Silencing the crowd

Hayden Claesson, Sports editor

Everyone who has ever attended a sporting event knows just how fun it is to be in a large crowd cheering on a team or an athlete. Everyone loves the feeling of being hyped up in a crowd and just having fun while trying to support your team, or even try to get inside the other team’s head. The best part about cheering is that every single person involved gets caught up in the shouting, chanting and even taunting that ensues.

Cheering sections and the heckling they create are just a part of games and athletics for as long as anybody can remember; which is why when the Wisconsin Interscholastic Athletic Association (WIAA) made a 40 page (you read that right) list of things that student cheering sections can’t say, it came with some obvious backlash. Some of the rules included are that chants such as the famous “I can’t hear you” chant and “Booing of any kind” are frowned upon. The point of these rules is to provide a more friendly environment for the athletes and to promote good sportsmanship among the cheering sections.

While I don’t agree with this course of action, I understand where they are coming from. People don’t want to get criticized for their mistakes and don’t like feeling down on themselves, and when people feel down on themselves they can tend to underperform. However, handling criticism is something that people have to deal with in everyday life, and people exposed to it while they’re young helps athletes learn to deal with these things better in the future.

I think that taunting and heckling is something that create an exciting fan culture. It is simply a part of the fan experience that everyone just gets caught up in, and it takes no prisoners too. My favorite example of this was in the first round of the 2018 NBA Western Conference Playoffs when the Utah Jazz hosted the Oklahoma City Thunder in game four of the series. OKC’s star point guard Russell Westbrook got his fourth foul of the game, two more and he would be ejected. The Utah crowd was going crazy, but the star of this madness was none other than former Massachusetts governor and 2012 Republican Presidential candidate Mitt Romney, who was holding up four fingers, just in case Westbrook forgot just how many fouls he had.

I believe that sports are supposed to be fun, and having fun expressing yourself and your opinions for the game is what makes being a spectator so great. Despite all this, there is a line to be crossed. There is a large difference between a high school crowd collectively chanting their disagreement with a ref’s call with a synonym to a male cow’s feces and straight up offensive taunting of other players.

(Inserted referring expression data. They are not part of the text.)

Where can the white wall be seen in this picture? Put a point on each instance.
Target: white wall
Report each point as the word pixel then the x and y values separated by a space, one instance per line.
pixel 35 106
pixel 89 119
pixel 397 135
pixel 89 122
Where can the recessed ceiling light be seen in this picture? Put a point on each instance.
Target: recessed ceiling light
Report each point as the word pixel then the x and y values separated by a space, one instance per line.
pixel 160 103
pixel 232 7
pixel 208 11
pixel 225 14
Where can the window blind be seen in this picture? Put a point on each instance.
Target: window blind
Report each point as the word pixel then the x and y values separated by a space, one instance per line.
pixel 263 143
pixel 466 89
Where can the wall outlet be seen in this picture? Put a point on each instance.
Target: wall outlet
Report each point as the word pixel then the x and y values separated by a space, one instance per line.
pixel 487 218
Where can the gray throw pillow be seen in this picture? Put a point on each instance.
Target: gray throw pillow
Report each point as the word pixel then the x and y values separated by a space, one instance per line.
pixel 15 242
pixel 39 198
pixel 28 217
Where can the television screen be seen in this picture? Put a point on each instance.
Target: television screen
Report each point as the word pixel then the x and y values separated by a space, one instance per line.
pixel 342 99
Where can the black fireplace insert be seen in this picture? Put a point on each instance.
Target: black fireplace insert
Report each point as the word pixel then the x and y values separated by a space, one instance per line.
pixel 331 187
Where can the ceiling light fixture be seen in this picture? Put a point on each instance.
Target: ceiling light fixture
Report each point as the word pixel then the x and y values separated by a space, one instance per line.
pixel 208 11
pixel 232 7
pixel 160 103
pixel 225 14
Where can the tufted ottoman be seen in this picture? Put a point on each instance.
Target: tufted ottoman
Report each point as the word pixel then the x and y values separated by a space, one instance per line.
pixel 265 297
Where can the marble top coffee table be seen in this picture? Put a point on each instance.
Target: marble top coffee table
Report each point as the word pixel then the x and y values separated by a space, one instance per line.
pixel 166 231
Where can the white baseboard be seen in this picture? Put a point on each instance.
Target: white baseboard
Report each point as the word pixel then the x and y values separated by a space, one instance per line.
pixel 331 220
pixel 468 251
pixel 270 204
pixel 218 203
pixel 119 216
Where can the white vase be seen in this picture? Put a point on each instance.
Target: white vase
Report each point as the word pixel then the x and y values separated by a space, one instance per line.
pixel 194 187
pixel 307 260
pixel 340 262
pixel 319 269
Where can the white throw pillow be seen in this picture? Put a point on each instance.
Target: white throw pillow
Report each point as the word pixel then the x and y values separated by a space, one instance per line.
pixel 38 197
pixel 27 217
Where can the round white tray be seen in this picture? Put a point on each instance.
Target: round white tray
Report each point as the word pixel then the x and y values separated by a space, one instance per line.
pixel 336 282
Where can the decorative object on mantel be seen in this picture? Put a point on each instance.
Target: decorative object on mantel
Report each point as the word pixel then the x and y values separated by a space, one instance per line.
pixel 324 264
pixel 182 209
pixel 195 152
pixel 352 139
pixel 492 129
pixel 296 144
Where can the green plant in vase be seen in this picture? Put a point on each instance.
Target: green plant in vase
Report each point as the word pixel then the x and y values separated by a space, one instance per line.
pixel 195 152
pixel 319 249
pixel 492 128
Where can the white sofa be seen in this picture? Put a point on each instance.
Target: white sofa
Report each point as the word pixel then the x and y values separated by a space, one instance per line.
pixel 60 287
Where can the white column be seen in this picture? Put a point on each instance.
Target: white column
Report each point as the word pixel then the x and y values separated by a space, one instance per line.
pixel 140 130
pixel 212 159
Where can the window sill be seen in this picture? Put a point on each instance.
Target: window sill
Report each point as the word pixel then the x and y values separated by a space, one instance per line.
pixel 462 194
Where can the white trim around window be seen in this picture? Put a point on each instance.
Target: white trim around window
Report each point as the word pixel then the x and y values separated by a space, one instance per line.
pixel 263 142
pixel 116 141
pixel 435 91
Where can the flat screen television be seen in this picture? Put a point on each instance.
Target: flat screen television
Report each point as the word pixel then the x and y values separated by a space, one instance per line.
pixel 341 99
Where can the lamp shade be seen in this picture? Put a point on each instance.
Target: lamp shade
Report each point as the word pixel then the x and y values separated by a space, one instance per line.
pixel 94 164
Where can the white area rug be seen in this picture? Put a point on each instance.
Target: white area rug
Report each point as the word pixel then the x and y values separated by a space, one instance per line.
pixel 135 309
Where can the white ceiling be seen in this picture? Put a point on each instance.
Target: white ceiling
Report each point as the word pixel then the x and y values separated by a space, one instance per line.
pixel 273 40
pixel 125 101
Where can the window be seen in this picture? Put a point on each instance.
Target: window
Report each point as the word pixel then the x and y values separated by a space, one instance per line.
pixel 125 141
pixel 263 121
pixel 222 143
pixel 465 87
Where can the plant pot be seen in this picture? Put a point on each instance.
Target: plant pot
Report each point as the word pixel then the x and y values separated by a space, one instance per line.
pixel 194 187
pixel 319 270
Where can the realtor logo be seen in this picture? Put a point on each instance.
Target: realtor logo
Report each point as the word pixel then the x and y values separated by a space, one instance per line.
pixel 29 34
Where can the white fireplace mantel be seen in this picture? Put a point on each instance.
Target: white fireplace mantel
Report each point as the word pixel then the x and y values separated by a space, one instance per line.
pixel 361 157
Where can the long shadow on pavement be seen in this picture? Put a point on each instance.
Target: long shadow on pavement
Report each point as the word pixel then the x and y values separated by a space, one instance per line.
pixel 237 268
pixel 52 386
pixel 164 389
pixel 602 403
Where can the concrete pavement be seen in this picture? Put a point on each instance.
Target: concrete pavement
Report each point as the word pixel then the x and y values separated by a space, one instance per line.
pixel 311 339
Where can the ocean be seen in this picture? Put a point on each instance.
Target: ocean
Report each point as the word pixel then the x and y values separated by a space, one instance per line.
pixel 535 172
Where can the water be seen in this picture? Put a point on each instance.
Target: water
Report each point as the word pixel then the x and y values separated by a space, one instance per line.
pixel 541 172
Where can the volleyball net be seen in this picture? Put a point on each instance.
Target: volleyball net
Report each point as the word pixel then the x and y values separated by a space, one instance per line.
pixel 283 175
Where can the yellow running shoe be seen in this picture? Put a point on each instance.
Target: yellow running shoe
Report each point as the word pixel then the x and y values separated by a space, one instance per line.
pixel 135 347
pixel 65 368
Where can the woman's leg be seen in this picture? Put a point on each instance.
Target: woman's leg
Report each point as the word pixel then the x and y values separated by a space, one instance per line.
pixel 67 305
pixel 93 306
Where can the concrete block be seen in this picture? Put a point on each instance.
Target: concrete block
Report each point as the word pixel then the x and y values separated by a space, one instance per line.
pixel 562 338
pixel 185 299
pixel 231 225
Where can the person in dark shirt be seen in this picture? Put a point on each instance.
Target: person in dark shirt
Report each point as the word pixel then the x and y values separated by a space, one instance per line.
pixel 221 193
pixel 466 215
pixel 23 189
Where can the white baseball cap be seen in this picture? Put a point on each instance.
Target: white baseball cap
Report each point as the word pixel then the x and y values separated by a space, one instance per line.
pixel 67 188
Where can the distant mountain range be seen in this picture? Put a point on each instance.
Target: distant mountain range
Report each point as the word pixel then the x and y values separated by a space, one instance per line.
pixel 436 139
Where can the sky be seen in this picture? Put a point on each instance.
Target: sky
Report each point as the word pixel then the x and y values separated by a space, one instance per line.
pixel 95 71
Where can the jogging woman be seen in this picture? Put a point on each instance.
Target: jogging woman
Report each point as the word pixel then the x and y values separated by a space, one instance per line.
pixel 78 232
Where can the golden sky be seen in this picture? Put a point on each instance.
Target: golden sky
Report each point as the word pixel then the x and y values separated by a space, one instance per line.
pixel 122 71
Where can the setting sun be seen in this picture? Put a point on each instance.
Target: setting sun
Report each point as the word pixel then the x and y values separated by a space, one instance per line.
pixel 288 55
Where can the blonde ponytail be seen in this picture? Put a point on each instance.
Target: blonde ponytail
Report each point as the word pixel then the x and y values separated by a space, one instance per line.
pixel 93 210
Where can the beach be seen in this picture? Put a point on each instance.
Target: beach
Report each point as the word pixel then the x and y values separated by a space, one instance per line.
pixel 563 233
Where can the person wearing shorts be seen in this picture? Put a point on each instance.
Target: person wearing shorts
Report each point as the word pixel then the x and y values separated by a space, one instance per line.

An example of a line being crossed is in the documentary “America To Me” which investigated racial issues in the American education system at OPRF High School. In the third episode of the series, it recorded how players were treated at a football game against Hinsdale Central. During this game, a player who had a microphone on them recorded a player from Hinsdale calling him a racial slur.

This type of thing is straight up not okay.

While there are plenty of examples of fans getting silenced, the bottom line is this: fans interacting with the games are just another part of sports and helps makes sports great, and taunting opponents is just as much of the game as chirping and trash talk between players. The idea of schools and athletic associations trying to stop it only ruins part of the experience of sports.

If sports leagues and schools try to silence fans, it’ll take all the “hype” out of games. Imagine sitting in the United Center watching the Blackhawks play, with everyone sitting in silence and clapping politely whenever a player scores.

Sounds like a game everyone will be lining out the door to see.